Reputation: 3975
I have customer files uploaded to Amazon S3, and I would like to add a feature to count the size of those files for each customer. Is there a way to "peek" into the file size without downloading them? I know you can view from the Amazon control panel but I need to do it pro grammatically.
Upvotes: 112
Views: 153498
Reputation: 629
AWS Java SDK v2.x version
Use dependency
<dependency>
<groupId>software.amazon.awssdk</groupId>
<artifactId>s3</artifactId>
<version>[2.27.2, 3.0.0)</version>
</dependency>
You can use the s3Client's headObject api as following,
public Long fetchObjectContentLength(String key) {
HeadObjectResponse headObjectResponse =
s3Client.headObject(builder -> builder.bucket(bucket).key(key));
return Objects.nonNull(headObjectResponse) ? headObjectResponse.contentLength() : 0L;
}
Upvotes: 0
Reputation: 14621
This is a solution for whoever is using Java and the S3 Java library provided by Amazon.
If you are using com.amazonaws.services.s3.AmazonS3
you can use a GetObjectMetadataRequest
request which allows you to query the object length.
The libraries you have to use are:
<!-- https://mvnrepository.com/artifact/com.amazonaws/aws-java-sdk-s3 -->
<dependency>
<groupId>com.amazonaws</groupId>
<artifactId>aws-java-sdk-s3</artifactId>
<version>1.11.511</version>
</dependency>
Imports:
import com.amazonaws.services.s3.AmazonS3;
import com.amazonaws.services.s3.AmazonS3ClientBuilder;
import com.amazonaws.services.s3.model.*;
And the code you need to get the content length:
GetObjectMetadataRequest metadataRequest = new GetObjectMetadataRequest(bucketName, fileName);
final ObjectMetadata objectMetadata = s3Client.getObjectMetadata(metadataRequest);
long contentLength = objectMetadata.getContentLength();
Before you can execute the code above, you will need to build the S3 client.
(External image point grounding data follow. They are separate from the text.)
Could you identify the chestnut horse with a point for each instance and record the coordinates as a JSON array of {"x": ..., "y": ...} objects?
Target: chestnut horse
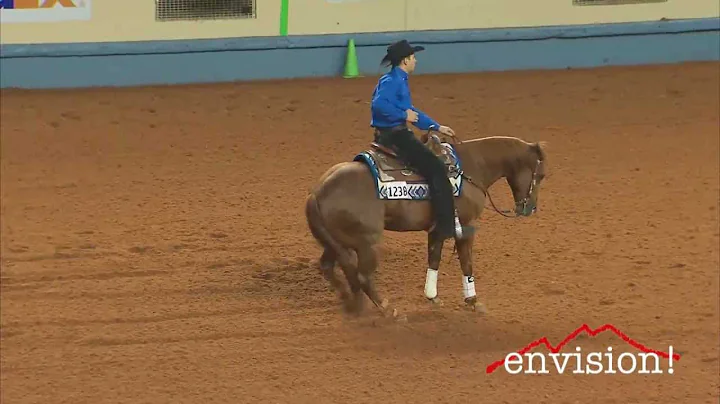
[{"x": 356, "y": 201}]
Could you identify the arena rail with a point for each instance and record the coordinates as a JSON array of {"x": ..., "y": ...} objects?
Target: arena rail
[{"x": 257, "y": 58}]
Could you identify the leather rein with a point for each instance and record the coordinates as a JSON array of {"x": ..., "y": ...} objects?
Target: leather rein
[{"x": 506, "y": 213}]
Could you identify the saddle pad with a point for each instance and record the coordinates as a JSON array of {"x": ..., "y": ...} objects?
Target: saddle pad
[{"x": 397, "y": 182}]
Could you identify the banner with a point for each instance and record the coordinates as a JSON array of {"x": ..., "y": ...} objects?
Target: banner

Here is some example code for that:
AWSCredentials credentials = new BasicAWSCredentials(
accessKey,
secretKey
);
s3Client = AmazonS3ClientBuilder.standard()
.withRegion(clientRegion)
.withCredentials(new AWSStaticCredentialsProvider(credentials))
.build();
Upvotes: 11
Reputation: 11
This is how I did it in Java AWS SDK v2.x
Hope this helps.
Region region = Region.EU_CENTRAL_1;
S3Client s3client = S3Client.builder().region(region).build();
String bucket = "s3-demo";
HeadObjectRequest headObjectRequest = HeadObjectRequest.builder()
.bucket(bucket)
.key(fileName)
.build();
HeadObjectResponse headObjectResponse = s3client.headObject(headObjectRequest);
fileSize = headObjectResponse.contentLength();
Upvotes: 1
Reputation: 2118
If you are looking to do this with a single file, you can use aws s3api head-object
to get the metadata only without downloading the file itself:
$ aws s3api head-object --bucket mybucket --key path/to/myfile.csv --query "ContentLength"
Explanation
s3api head-object
retrieves the object metadata in json format--query "ContentLength"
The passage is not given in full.